Да, было отчего разрыдаться. Труднее всего было, конечно, ей. Мы же – мужики! Мы рассчитывали на нее, мы надеялись, мы знали, как нелегко взять на себя такую святую роль, как рождение новой эры. Но никто из нас не в состоянии был ей помочь, взять на себя ее обязанности, сыграть ее роль в этом чудесном и непомерно ответственном спектакле. Это был приговор времени, вердикт, вынесенный самим Богом. Ничего бы не случилось, если бы что-то там не заладилось, не удалось, мало ли что могло помешать открытию века! Правда, это был бы такой срыв, такой для нас удар, ударище, от которого мы бы не скоро пришли в себя. Проигрыш, поражение, край, крах… Многие бы, я в этом был уверен, бросились бы от нас наутек, кто-то бы – предал. Такое случается… Но, слава Богу, кажется, все получилось. Бриллиантики слез в Аниных глазах свидетельствовали о первых признаках неудержимой радости, переполнившей не только Аню, но и каждого из нас. За долгие годы ожидания это была первая победа. Ее слезы были наградой всем нам за наш труд и терпение, и верность своему делу.
Во всяком случае, Ленин уже оживал. Воскресал. Ядра его клеток были полны жизненной энергии, они уже зацепились за жизнь и теперь локтями пробивали себе дорогу в будущее.
Воскрешение…
Мы не произносили подобных слов, но уши наши слышали их.
– Сколько было ядер в исходном материале? – спросил Жора.
Чтобы Аня пришла в себя.
– Пятое разведение…
– Ты выбрала самое сильное, мощное, самое воинствующее, ленинское ядро… Самое живучее.
Аня кивнула:
– Конечно!
Мы знали, что из фракции тугих сочных жизнеспособных ядер, было отобрано лишь одно, хотя большинство из них тоже могли стать Лениными. Тучи Лениных – как саранчи. Такое вряд ли могло прийти в голову нормальному человеку. Мы были ненормальными? В какой-то мере, в какой-то мере…

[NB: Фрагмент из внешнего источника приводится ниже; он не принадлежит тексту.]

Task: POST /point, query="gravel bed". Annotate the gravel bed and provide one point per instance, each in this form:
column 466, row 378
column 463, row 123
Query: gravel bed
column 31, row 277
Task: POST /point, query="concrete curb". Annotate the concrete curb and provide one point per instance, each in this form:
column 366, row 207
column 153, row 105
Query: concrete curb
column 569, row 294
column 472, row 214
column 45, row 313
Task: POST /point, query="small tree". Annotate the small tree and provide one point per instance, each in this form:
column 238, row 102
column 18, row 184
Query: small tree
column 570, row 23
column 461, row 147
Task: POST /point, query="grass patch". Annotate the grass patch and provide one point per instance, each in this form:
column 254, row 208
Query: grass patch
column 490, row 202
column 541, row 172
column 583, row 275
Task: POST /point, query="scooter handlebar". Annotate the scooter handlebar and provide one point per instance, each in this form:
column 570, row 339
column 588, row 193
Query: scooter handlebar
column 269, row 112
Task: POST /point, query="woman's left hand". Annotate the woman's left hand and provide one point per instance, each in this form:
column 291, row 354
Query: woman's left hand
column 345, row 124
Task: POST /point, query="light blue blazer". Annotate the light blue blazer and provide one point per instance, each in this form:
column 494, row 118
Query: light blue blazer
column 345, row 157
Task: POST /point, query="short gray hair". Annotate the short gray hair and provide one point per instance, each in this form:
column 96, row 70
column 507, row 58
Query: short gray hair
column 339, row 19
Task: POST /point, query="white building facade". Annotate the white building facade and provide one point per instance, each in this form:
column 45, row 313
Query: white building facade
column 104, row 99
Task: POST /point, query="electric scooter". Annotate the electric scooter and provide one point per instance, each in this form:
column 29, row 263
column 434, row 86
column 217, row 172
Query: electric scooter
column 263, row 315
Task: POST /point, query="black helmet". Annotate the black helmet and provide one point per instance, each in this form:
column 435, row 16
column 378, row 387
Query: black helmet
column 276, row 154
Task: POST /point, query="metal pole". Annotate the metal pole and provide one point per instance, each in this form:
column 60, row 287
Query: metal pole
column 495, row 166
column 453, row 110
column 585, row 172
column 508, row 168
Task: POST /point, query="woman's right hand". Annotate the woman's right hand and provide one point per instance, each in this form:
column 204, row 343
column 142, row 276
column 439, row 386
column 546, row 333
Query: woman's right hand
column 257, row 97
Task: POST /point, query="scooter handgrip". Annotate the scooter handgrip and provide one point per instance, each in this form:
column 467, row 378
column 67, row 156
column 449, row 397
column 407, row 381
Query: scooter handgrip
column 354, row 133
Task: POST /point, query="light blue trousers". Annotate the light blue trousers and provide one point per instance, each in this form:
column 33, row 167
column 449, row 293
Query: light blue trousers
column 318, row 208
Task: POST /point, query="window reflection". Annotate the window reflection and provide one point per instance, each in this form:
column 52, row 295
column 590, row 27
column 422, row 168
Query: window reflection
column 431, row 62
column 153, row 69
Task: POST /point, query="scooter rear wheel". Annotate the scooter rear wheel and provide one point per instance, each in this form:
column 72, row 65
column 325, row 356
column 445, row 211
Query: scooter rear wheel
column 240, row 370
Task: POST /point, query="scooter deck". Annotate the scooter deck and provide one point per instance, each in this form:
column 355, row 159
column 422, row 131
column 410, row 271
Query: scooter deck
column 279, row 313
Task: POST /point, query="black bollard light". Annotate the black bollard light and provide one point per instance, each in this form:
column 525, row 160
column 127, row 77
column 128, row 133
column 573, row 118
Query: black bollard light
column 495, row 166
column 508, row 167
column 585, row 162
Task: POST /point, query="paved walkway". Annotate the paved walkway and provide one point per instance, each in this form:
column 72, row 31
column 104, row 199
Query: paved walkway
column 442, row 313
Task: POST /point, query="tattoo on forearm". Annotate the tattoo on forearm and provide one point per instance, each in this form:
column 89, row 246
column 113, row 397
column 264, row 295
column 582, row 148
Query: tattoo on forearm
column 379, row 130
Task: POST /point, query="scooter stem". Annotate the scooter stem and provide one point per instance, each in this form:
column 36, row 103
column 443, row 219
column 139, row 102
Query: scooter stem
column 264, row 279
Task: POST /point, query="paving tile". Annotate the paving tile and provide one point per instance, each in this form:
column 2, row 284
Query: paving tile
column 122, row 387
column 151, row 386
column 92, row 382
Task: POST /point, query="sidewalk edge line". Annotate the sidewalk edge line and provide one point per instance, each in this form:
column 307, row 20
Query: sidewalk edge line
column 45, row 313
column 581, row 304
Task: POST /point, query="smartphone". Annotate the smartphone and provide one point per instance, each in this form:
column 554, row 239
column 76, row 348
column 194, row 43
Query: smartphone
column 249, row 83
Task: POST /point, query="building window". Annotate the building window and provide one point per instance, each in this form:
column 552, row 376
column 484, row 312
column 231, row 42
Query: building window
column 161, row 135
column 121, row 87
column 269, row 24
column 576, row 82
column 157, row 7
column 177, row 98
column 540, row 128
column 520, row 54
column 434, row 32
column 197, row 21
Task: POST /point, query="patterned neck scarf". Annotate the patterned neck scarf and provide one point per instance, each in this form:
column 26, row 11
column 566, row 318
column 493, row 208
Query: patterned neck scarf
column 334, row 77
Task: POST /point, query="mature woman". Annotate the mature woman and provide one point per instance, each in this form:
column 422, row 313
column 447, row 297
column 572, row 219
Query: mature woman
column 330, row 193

– Не бережешь ты крайнюю плоть вождя, – пошутил Жора, – одно-единственное из десятков тысяч… Сколько было бы юных ленинцев?! Тьма!..
Ленин и теперь живее всех живых, – сказал Юра.
– Аня, – сказал я, – ты теперь наша Ева.
– Да…
– Мадонна, – сказал Юра.
– Да…
– Ты наше золото, – сказал Юра, – ты подняла глаза людей к Небу. Да-да! Царица Ра! Если завтра солнце взойдет, то лишь благодаря твоим усилиям, твоей старательности и щепетильности…
– И твоей обворожительной божественной улыбке, – сказал Жора.
– Вы все людоеды, – сказала Аня и смахнула ресницами очередную слезу, – каннибалы и антропофаги… Крррровопийцы ненасытные!..
Аня растрогалась.
– Он тоже будет лысый? – спросил Жора.
– Златокудрый, – отшутилась Аня. – Как ты.
– Теперь нужно искать геном Нади Крупской. И Инки Арманд. Без любовницы вождь – не вождь. Доказано историей.
– А Горбачев?
– Какой из него вождь, – сказал Жора, – комбайнер. Подкаблучник и надутый павлин…
– В своей Нобелевской речи ты его нахваливал, – сказала Аня.
– Я хвалил его только за то, что он развалил твой Союз. За это же его хвалил и Нобелевский комитет. За мир во всем мире! Разве он не достоин похвалы?
– Сыграем, – предложил Жоре Юра, – ты как?
– С радостью, – воскликнул Жора, – а-ну, становись!..
Они начали новую партию, а мы с Аней побрели к океану.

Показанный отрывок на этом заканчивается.